La ventaja de usar un ordenador para hacer la tarea que podría hacer un cerebro (¡pero tardando muchos más años!) es que de este modo el algoritmo de reconocimiento puede ser aplicado con éxito a los sectores más diversos. Podremos por ejemplo preguntarle a nuestro ordenador: “¿Estas y esas moléculas son iguales?” O “¿Cuál de estos fármacos causa toxicidad en el organismo humano?” Pero también, “¿Cuál de estos materiales me dará un panel solar más eficiente?”. Os aseguro que ni siquiera el químico más experimentado sería capaz de responder a esa pregunta mirando solamente las moléculas.

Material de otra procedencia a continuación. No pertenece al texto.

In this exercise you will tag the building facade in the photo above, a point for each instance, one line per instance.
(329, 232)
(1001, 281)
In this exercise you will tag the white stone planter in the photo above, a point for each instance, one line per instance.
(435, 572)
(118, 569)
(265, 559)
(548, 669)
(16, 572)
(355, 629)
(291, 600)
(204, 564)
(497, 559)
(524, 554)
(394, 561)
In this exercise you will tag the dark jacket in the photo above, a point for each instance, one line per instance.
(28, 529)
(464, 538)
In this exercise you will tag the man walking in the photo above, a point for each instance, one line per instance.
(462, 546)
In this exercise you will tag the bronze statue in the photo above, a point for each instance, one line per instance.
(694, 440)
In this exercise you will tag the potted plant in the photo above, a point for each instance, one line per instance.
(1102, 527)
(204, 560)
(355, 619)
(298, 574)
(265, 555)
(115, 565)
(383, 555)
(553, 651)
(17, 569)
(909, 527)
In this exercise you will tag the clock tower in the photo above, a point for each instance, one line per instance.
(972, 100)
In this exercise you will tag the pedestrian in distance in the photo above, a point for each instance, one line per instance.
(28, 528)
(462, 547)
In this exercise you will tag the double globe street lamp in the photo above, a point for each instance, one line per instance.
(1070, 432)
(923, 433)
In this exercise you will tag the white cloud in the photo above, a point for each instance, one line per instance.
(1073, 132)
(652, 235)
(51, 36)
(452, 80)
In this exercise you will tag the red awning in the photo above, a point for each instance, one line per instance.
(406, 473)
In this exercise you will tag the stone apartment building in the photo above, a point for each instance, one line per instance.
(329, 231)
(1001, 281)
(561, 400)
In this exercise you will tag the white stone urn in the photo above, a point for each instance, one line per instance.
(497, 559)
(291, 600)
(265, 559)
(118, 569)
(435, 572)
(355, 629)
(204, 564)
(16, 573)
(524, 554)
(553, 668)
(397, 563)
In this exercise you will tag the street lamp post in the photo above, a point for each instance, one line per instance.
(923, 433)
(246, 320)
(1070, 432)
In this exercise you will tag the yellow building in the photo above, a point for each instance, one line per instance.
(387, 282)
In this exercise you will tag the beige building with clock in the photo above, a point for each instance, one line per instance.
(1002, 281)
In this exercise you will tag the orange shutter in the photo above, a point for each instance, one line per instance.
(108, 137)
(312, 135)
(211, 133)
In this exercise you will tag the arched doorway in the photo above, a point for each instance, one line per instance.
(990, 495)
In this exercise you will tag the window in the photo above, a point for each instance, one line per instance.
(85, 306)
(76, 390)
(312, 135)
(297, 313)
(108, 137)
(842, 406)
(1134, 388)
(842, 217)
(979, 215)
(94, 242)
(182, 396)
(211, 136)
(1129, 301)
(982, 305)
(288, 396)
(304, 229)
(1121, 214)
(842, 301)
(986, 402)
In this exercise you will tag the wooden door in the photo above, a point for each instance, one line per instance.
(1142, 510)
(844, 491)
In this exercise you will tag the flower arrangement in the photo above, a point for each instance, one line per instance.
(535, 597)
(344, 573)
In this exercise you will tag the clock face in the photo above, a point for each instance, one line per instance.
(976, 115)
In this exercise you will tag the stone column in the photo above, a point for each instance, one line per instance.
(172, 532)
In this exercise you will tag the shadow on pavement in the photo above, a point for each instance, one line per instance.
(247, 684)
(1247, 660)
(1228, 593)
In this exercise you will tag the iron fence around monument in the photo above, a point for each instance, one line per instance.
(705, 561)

Por lo tanto, ha llegado el momento de destruir un mito: hay químicos que no trabajan en laboratorios apestosos, que no tienen el pelo alborotado y que no hacen explotar frascos con contenidos humeantes. Existe un sector de la química en el que para hacer investigaciones no hacen falta guantes o bata, sino que hace uso de los algoritmos de REDES NEURONALES y de ordenadores.

Este sector es la Quimiometría, o sea la ciencia de resolver problemas y extraer información utilizando técnicas informáticas y estadísticas de minería de datos.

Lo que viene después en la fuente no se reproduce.